I think it's about time I talk about a subject millions of people across this good nation tend to avoid, quite possibly because those who have experienced it have been left with more emotional scarring than visitors to Neverland Ranch.
And what's even worse is that we are subjected to this travesty numerous times throughout our lives, well aware that each time something will go awry, causing victims great anguish, nausea and, in most cases, severe bouts of depression. I am, of course, talking about using a public restroom.
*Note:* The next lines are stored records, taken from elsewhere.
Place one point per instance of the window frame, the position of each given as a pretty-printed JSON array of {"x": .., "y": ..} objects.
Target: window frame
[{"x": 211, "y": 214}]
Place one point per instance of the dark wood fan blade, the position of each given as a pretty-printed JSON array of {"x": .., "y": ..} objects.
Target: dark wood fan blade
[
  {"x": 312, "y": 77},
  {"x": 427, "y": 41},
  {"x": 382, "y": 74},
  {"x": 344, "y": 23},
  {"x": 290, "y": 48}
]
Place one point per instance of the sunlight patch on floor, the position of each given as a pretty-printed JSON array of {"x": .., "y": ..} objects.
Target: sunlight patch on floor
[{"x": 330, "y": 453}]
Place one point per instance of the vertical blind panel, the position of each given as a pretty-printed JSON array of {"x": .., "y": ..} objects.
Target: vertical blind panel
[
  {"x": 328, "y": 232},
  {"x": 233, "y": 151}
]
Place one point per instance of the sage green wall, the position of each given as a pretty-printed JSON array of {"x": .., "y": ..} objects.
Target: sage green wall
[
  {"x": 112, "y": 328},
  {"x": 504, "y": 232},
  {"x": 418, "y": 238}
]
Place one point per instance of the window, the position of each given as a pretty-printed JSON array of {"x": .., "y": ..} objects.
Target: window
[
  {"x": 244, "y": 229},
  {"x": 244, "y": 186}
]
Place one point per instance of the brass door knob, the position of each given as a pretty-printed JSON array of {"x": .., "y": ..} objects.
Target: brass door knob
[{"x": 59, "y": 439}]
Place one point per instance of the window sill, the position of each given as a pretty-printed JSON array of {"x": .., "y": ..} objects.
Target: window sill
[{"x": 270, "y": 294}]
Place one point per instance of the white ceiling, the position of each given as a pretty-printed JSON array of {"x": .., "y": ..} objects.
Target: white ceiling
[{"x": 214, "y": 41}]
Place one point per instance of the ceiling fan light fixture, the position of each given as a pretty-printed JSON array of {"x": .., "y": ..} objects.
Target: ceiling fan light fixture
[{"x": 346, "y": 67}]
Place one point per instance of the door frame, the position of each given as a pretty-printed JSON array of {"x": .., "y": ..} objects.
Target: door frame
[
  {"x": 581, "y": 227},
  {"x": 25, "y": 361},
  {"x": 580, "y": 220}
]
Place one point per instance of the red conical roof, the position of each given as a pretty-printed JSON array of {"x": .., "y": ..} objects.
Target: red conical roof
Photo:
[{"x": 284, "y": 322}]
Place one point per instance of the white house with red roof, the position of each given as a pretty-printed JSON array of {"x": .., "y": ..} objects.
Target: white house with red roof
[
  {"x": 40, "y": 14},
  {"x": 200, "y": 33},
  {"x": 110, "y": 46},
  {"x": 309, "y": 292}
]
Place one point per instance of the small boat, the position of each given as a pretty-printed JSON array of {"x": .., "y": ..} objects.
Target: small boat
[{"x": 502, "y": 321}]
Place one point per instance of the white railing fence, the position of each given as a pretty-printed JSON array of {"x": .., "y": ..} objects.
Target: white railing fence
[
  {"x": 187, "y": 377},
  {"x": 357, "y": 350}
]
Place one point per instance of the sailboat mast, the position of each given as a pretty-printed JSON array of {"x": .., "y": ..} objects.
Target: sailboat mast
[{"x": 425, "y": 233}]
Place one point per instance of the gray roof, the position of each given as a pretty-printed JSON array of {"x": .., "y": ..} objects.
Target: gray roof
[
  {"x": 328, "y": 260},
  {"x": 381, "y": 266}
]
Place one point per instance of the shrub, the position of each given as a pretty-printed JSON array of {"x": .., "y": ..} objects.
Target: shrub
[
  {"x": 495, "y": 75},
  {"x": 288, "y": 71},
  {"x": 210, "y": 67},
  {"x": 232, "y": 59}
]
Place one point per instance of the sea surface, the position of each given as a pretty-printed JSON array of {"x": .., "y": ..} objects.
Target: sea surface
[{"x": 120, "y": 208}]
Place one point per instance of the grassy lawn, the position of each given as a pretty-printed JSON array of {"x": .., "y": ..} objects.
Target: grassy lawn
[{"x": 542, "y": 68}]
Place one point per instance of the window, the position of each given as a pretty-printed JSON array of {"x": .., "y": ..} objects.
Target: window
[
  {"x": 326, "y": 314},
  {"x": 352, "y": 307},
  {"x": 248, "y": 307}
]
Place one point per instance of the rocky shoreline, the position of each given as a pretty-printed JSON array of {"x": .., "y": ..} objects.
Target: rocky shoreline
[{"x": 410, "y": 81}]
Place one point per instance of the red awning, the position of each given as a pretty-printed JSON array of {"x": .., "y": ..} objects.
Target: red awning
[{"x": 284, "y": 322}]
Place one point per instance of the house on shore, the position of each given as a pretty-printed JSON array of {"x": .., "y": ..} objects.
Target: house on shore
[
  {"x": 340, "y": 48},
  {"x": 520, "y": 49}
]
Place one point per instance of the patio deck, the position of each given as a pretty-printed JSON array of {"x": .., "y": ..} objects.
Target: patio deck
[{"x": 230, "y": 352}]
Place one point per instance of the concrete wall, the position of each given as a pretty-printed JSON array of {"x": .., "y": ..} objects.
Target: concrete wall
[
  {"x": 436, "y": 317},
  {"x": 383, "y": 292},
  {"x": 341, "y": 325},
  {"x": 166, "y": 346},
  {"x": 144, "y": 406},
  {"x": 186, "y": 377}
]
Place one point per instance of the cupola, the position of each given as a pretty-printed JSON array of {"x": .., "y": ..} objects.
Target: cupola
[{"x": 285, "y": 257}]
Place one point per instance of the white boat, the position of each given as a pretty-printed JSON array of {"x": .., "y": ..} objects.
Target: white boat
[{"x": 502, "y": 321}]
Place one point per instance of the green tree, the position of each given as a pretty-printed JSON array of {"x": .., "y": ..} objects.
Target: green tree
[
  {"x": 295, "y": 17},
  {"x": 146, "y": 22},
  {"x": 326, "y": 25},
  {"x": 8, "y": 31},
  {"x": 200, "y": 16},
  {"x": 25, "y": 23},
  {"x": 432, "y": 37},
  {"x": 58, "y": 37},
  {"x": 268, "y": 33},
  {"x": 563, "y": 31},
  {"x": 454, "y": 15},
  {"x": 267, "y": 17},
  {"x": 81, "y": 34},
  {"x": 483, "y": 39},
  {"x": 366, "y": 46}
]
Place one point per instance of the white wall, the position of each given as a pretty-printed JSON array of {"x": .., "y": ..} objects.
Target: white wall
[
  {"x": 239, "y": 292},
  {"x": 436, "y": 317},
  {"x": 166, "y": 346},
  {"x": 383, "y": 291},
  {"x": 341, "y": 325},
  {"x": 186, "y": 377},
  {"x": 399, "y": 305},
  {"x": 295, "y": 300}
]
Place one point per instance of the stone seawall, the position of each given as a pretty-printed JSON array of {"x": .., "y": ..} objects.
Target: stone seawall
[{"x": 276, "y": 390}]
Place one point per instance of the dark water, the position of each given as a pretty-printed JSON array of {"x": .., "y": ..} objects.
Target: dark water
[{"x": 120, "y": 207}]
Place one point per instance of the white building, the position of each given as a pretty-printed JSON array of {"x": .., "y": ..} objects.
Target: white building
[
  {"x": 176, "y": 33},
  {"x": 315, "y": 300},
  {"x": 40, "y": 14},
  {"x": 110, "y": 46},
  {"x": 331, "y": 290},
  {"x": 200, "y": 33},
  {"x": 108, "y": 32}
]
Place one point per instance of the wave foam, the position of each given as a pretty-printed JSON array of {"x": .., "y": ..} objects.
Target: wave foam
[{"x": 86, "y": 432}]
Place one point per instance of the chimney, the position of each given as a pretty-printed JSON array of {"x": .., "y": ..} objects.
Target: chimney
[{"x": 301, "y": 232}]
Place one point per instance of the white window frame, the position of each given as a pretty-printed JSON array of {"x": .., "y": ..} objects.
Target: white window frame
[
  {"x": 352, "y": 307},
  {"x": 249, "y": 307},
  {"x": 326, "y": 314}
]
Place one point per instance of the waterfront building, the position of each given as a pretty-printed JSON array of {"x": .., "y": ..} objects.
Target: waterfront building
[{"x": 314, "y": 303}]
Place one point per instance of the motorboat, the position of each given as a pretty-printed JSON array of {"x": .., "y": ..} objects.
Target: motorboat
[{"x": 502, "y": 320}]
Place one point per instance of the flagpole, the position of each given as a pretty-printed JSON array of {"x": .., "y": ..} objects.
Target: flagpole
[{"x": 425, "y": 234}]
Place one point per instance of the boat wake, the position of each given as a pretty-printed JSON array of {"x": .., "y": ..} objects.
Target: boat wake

Men and women differ greatly when it comes to their definition of a toiletry horror. Women tend to complain about the lack of items they physically need in order for a more well-rounded restroom experience, such as a better smelling hand soap or toilet paper embroidered with pink smiley faces. And they will usually do this complaining in groups of no less than five other women, some of whom they never met before going into the bathroom.
Many well-respected historians believe this kind of female herding mentality originated during Henry VIII's reign when, during a rather awkward blind date, the damsel in distress shot an arrow into the night with a note attached for her girlfriends that read: "Hooked me up with beheader. Meet me in ye olde restroom."
Men, however, are quite the opposite when using a bathroom. In fact, if the fate of the world depended on two guys simply making eye contact in a restroom, we would surely enter a nuclear holocaust where even, yes, American Idol episodes would be edited down to a mere 12 hours a week. As guys, our need for personal space increases greatly in such a setting, so my assumption is that whoever invented the urinal was a husband and wife team where the wife obviously won the argument.
Man: "Honey, I'm not sure if your idea will work. Guys can't relieve themselves when they're standing so close to each other. Sure, we may put on a tough act, but, sweetie, we're as fragile and emotional as women."
Woman: "Fred, that is THE most ridiculous thing I have EVER heard! Now pee in this and shut up! I brought your poker buddies over to hover."
San Diego psychologist Victor Kops, who was most likely accosted by a urinal as a child, even goes so far as to call the inability to use such a contraption (drum roll, please!) urinalphobia. Seriously. Suffering from the condition himself, he goes on to say that many men across the country have the same problem (probably just to make himself feel better).
And last, but not least, let's discuss the highly choreographed bathroom exit the health-conscious minority use to escape the germs of bathroom-users less knowledgeable in the field of bathroom etiquette, because judging by the condition of the bathroom, you are undeniably the cleanest and most sane person within a five-mile radius.
My routine usually consists first of flushing (with my hands at a urinal, feet if using a stall), then I wash my hands using a soap from a dispenser, which, if it's anything like the ones used in my middle school, have not been replaced since the week the Titanic set sail. Finally I use the paper towels I dried my hands with to carefully pry open the door and, if the trash can is close enough, I prop the door with my foot and suavely toss them in. If it's not within arm's length, I push the door fully open, run to the trash can and finally sprint out the door right as it closes behind me.
It may sound like a scene from "Mission Impossible," but after years of experience, impossible is hardly a word I would use to describe the situation.
But having toilet paper embroidered with smiley faces might make the job easier. Not pink of course. Something manly -- like a burgundy or navy.
Sam DeReign is a student at Southeast Missouri State University.